魔王と魔王の眷属1
エイナを背負いながら学生寮に向かう蓮。
そんな彼に三人の少女が近づく。
「蓮兄さん」
「蓮さん」
「先輩」
エイミーと百合、そして修だ。
「おお……三人とも。どうだった?」
蓮が問うと、修が落ち込んだ表情を浮かべる。
「すみません、先輩。僕……負けました」
「え?マジで?これは予想外だな」
「……魔王の魔力を使いこなせなかったんです」
「……そうか」
蓮は優しく微笑みを浮かべ、修の肩に手を置く。
「お疲れ様。よく頑張った。自分の敗因がわかっただけでもよしとしよう」
「……先輩。僕……必ず先輩の魔王の魔力を使いこなしてみせます」
悔しさを押し殺した顔で、修はそう言った。
彼女の言葉を聞いて、蓮は「そっか」と満足した顔で頷く。
「楽しみにしてる」
「はい!」
「……さて、勝利したエイミーと白雪さん。約束通り二人を眷属にします。
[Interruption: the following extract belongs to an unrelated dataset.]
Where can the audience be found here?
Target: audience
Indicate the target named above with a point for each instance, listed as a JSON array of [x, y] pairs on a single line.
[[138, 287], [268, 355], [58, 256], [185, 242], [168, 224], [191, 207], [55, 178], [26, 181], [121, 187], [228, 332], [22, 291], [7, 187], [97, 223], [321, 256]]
ただその前に……二人に質問です」
蓮は真剣な表情を浮かべながら、エイミーと百合に視線を向ける。
「二人とも……本当に魔王の眷属になる覚悟はありますか?今なら後戻りができます」
蓮の問いに対し、エイミーと百合は……笑みを浮かべた。
「覚悟ならできてるよ」
「覚悟ならできてる」
二人の言葉を聞いて、蓮は「そうか」と言って目を閉じる。
そして目を開け、口を動かす。
「なら今ここで二人を、俺の眷属にすることを認める」
次の瞬間、エイミーと百合の胸から一本の鎖が伸び、蓮の胸に突き刺さった。
そして鎖が消えると、蓮の右手の甲に二つの魔法陣の紋様が浮かび上がる。
同時にエイミーと百合の首に、首輪のような紋様が浮かび上がった。
「これで二人ともは俺の正式な眷属になった」
蓮の言葉を聞いて、エイミーと百合は嬉しそうに微笑む。
「やった!」
「これで蓮さんと一緒にいられるわ」
なんで喜ぶんだよと思いながら、蓮は苦笑する。
「ところで先輩。なんでエイナと一緒にいるんです?」
蓮がエイナを背負っていることに気付いた修は尋ねる。